Anthropologist offers explanation for why faculty members hesitate to adopt innovative teaching methods.
An
anthropologist who had the unenviable task of sitting through
academics’ meetings and reading their email chains to find out why they
fail to change their teaching styles has come to a surprising
conclusion: they are simply too afraid of looking stupid in front of
their students to try something new.
Lauren Herckis was brought in to Carnegie Mellon University to
understand why, despite producing leading research into how students
learn best, the institution had largely failed to adopt its own
findings.
For
example, one of the university’s online courses in statistics, which
has been shown to be “incredibly effective at teaching students in half
the time,” was not adapted by the statistics department for use on
campus, said Richard Scheines, dean of the department of humanities and
social sciences. “This is a source of real frustration,” he told the
Global Learning Council Summit 2017 in Berlin last month.
Herckis observed academic bureaucracy up close in meetings and
through emails for more than a year, and tested lecturers’ attitudes
through surveys and interviews.
She followed the progress of four projects to improve teaching --
such as the introduction of a test to assess students’ strengths and
weaknesses before starting their courses -- two of which failed.
One of the stumbling blocks, she found, was that ”a desire to get
good [student] evaluations posed a risk to their willingness to
innovate.”
But an even stronger source of inertia was the need to hang on to
their “personal identity affirmation” -- in other words, to avoid
appearing stupid in the lecture hall. One academic interviewed by
Herckis said that faculty members’ “No. 1 challenge” was to make sure
that they were “not an embarrassment to [themselves] in front of …
students.”
Herckis also found that many academics clung to a “very strong” idea
of what constituted good teaching that they had often inherited from
their former professors or even parents, even if other evidence was
available. One interviewee told her that, above all, he wanted to
emulate an inspiring lecturer he had been taught by in 1975.
“When our gut tells us to do one thing and an article tells us
another,” Herckis told delegates, it is very difficult to change
behavior.
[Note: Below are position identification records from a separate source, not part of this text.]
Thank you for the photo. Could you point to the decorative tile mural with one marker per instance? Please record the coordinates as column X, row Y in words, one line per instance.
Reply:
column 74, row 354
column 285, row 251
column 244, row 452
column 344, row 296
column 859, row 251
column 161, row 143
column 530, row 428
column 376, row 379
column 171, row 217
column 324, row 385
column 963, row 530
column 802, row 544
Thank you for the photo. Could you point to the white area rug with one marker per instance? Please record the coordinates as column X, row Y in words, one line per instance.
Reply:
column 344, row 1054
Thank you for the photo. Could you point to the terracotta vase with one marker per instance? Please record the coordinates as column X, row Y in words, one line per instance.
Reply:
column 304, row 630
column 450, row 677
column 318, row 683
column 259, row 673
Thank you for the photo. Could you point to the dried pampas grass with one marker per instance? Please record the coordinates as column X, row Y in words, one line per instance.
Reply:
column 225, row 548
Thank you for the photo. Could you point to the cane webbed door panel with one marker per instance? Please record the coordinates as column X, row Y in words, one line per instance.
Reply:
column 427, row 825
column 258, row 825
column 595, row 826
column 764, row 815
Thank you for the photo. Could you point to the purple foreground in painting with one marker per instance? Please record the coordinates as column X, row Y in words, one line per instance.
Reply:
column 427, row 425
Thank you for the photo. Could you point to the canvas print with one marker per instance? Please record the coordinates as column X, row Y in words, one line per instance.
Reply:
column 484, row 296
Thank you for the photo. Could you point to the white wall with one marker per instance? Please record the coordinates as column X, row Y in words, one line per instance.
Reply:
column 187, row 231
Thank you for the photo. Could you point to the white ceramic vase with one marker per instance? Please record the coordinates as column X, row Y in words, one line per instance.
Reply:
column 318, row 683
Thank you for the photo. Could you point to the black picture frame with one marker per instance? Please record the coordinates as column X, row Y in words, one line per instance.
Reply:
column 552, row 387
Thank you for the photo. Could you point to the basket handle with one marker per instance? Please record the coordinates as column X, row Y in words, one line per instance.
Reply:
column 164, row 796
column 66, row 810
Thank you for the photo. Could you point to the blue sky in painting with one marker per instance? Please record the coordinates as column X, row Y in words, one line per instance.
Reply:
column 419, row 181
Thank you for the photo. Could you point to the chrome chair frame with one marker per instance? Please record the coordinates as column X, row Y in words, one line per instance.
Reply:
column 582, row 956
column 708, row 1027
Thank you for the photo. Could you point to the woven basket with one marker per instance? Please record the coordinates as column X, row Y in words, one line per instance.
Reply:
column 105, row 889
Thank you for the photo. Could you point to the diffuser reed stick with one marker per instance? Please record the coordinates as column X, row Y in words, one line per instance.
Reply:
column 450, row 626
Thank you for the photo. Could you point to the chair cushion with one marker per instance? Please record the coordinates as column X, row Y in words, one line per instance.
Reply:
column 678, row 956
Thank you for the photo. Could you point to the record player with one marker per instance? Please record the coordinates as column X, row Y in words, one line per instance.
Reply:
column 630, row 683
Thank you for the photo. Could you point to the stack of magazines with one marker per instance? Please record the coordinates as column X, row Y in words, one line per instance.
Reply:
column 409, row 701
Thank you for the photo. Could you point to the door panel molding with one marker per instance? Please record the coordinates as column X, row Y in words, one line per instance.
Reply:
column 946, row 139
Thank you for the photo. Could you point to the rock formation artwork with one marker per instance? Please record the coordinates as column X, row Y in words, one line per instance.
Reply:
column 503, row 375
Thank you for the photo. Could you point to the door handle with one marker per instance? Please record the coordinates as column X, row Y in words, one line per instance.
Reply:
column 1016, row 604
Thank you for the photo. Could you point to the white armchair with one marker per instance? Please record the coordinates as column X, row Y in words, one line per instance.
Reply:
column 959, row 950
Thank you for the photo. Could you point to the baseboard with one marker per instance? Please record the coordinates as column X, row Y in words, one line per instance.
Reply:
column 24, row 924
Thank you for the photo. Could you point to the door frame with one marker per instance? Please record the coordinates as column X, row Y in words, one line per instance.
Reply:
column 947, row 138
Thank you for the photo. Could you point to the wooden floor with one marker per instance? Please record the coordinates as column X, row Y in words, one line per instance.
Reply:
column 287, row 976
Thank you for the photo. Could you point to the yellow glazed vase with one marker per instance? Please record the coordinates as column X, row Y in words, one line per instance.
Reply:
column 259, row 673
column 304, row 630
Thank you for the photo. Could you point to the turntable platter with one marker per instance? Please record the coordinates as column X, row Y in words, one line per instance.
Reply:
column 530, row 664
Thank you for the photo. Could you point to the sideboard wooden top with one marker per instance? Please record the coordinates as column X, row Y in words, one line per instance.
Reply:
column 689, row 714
Another issue was that faculty were much more likely to be
more enthusiastic about making a change that they had come up with by
themselves, rather than adopting something tried and tested by others.
With universities in many countries under pressure to improve their
teaching quality, the project could be of interest to other institutions
seeking to overturn ineffective teaching methods. Scheines argued that
higher education needs to invest far more in similar anthropological
projects to work out how change actually happens. “We need ears and eyes
telling us what’s happening on the adoption,” he said.
About 20 years ago, clinical medicine created an entire field of
“implementation science” to check whether doctors were adopting best
practices, and higher education now needs to do the same, he argued.
In line with the project results, Carnegie Mellon lecturers would be
showered with “love” and told not to “worry if students hate you for a
semester” if they experimented with new ways of teaching, he said.